Napier City is little more than a tiny enclave. It gained substantial rateable land "free" uplifted by the 1931 earthquake. It has only streets to maintain, no rural roads. Also, fortunately for Napier, it has the Regional Council headquarters, the Port, the Airport, the High Court, EIT, the National Aquarium and the HB Museum, as well as most provincial sporting headquarters, McLean Park for rugby and cricket and Park Island for football and hockey and the Pettigrew Green Arena for basketball and netball.
What a boon it must be to have so many Hawke's Bay funded facilities and the income that can be derived from them inside Napier's patch, without a fair contribution to any rural roading.
Napier has an artesian water supply that doesn't require treatment and a sewerage/wastewater consent that allows only partial treatment, unbelievably, then to be pumped into Hawke Bay!
Is it any wonder Napier has little to no debt and don't want amalgamation? Why would they? They are living on the pig's back. Added to their parochialism and selfishness is the present political gaming in terms of national politics in the Napier electorate.

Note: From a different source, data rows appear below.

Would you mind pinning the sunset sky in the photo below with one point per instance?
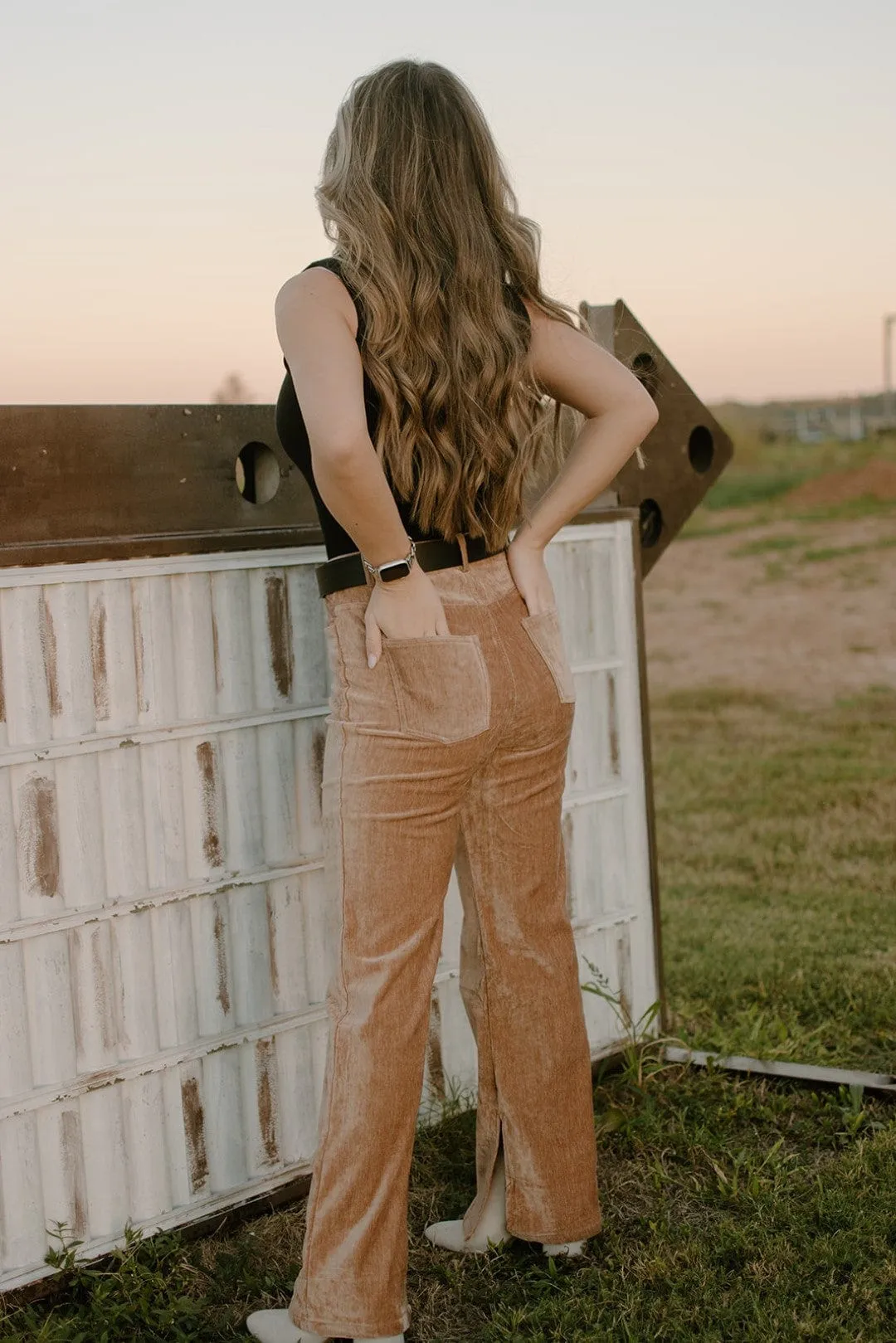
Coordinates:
(726, 168)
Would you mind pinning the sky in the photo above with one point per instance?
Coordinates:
(726, 168)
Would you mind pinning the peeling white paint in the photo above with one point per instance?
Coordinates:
(163, 951)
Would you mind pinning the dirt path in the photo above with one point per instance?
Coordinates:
(789, 607)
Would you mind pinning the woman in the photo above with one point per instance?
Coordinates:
(423, 355)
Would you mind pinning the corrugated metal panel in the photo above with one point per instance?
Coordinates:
(163, 951)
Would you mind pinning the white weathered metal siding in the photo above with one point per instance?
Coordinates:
(163, 958)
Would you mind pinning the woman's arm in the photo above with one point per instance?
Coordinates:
(618, 411)
(618, 416)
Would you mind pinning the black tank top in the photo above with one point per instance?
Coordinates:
(293, 436)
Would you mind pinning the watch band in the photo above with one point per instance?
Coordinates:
(401, 568)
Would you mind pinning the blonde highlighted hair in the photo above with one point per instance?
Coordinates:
(427, 230)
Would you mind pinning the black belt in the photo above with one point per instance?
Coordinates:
(348, 570)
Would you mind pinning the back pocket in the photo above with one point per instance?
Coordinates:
(441, 685)
(544, 630)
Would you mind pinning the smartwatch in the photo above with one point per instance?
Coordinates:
(392, 568)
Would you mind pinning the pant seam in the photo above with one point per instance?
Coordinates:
(342, 980)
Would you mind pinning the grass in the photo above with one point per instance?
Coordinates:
(735, 1208)
(763, 473)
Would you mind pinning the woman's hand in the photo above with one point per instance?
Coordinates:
(531, 575)
(406, 609)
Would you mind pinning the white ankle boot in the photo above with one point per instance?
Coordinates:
(492, 1229)
(277, 1327)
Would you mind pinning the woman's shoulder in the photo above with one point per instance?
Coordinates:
(303, 285)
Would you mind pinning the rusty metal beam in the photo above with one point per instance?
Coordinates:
(684, 455)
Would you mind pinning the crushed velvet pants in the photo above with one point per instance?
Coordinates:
(450, 751)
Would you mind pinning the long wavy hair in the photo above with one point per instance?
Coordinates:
(426, 226)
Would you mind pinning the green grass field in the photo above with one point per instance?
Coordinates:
(735, 1208)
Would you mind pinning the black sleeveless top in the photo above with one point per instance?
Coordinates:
(293, 436)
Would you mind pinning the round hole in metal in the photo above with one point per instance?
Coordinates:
(644, 367)
(650, 523)
(700, 449)
(257, 473)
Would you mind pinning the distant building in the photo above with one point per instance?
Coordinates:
(816, 423)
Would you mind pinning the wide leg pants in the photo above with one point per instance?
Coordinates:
(450, 751)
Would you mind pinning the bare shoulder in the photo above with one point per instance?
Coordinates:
(314, 293)
(575, 370)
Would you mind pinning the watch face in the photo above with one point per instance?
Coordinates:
(397, 570)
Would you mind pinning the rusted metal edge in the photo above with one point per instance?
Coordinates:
(646, 755)
(883, 1083)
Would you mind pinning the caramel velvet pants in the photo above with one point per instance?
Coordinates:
(451, 750)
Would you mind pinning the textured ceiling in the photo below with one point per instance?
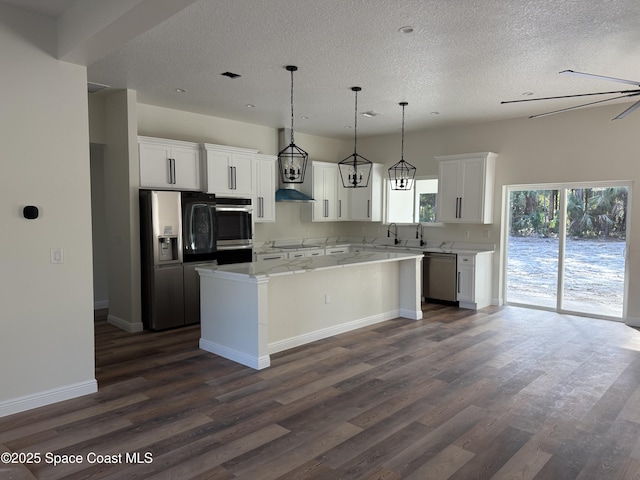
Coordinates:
(462, 60)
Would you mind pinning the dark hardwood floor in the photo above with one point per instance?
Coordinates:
(501, 393)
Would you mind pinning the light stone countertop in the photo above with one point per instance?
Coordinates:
(383, 244)
(273, 268)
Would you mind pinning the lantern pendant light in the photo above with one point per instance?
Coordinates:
(355, 170)
(402, 174)
(292, 160)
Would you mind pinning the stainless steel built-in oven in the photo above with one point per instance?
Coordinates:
(198, 227)
(234, 220)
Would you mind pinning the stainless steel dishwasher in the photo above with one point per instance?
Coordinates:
(439, 277)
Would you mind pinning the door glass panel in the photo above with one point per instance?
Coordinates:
(594, 257)
(533, 248)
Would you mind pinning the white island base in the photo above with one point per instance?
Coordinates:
(251, 310)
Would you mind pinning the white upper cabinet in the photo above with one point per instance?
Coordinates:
(366, 202)
(169, 164)
(321, 182)
(228, 170)
(465, 188)
(264, 209)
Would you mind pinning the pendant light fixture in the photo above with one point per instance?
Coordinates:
(292, 160)
(355, 170)
(402, 174)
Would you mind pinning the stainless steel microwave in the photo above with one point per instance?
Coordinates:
(234, 222)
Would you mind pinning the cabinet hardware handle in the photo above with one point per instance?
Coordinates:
(172, 171)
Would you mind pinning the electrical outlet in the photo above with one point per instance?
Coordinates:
(57, 255)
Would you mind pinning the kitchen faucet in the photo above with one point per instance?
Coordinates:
(395, 234)
(420, 234)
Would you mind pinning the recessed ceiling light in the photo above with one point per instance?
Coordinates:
(230, 75)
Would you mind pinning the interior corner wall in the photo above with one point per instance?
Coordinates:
(121, 174)
(99, 229)
(46, 326)
(581, 145)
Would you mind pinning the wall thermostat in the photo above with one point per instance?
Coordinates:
(30, 212)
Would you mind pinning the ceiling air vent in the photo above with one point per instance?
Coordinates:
(230, 75)
(95, 87)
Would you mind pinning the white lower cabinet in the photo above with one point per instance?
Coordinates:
(474, 280)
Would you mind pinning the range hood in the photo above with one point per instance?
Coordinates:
(288, 191)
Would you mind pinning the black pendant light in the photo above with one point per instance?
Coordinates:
(292, 160)
(402, 174)
(355, 170)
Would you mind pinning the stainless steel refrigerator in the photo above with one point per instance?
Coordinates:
(161, 259)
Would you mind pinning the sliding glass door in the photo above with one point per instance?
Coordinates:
(566, 247)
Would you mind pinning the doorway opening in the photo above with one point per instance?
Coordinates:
(566, 247)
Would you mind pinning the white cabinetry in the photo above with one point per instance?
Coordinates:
(265, 174)
(265, 257)
(465, 188)
(322, 185)
(474, 280)
(228, 170)
(169, 164)
(366, 202)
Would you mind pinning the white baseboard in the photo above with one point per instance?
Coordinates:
(411, 314)
(100, 304)
(293, 342)
(257, 363)
(632, 321)
(124, 325)
(48, 397)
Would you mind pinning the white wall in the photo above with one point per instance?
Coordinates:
(46, 339)
(99, 229)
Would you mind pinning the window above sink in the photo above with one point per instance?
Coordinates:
(417, 205)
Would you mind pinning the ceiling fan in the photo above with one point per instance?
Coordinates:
(623, 94)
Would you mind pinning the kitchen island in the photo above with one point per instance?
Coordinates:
(251, 310)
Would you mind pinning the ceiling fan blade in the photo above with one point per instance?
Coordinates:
(577, 95)
(601, 77)
(628, 110)
(578, 106)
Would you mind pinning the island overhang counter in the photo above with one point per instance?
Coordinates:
(252, 310)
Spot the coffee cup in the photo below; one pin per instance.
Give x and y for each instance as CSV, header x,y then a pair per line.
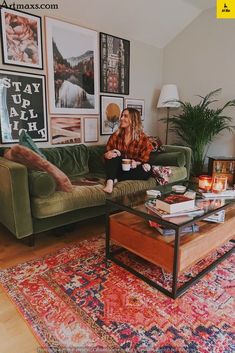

The taking of a position on amalgamation has become the decider on who represents Napier in Wellington. Unfortunately, this now plays a large part in Hawke's Bay's disunity.
There is one part of this amalgamation I was not comfortable with, that is the Regional Council being disestablished to become part of a unitary council. I think we should have further considered Fenton Wilson's idea of an East Coast Regional Council, one that concentrates on its core business only, that is land, water, plant and animal pests from the coast to the top of the ranges.
Vote-driven, urban councillors bringing a predominance of townie views on environmental issues will possibly not bring good balance to land-based decisions. Having done some recent homework I find there has been considerable effort made to cover off some of my concerns.
I would like to offer a new approach altogether for Hawke's Bay's infrastructure.
I think we should combine the port, the airport, the RWSS when it is built and join Centralines with Unison (there is little to no separation between these two now) to form one infrastructure company for HB.
That would mean only one set of professional, focused governors. This alone would bring substantial savings in directors' fees.
Importantly this would also take the Port income away from the local politicians, with the dividends from these total assets contestable and shared over the whole of HB.
My limited councillor experience tells me a larger, capital-intensive, amalgamated council should attract highly qualified, competent staff and councillors, which should bring focused, more rigorous governance.
For the councillors it will be a fulltime job. We should be able to attract prudent governors with strong business acumen to stand, people who are capable of holding experienced local body management to account. Councillors who know where to look for inconsistencies in financial information and are able to smell consultant "bullswool" dressed up in engineering or planning jargon from a mile away.
So get on and vote HB and let's get an answer, hopefully a good mandate, because if it is a close call this issue will continue to fester.
-Andrew Watts is a Central Hawke's Bay District Councillor.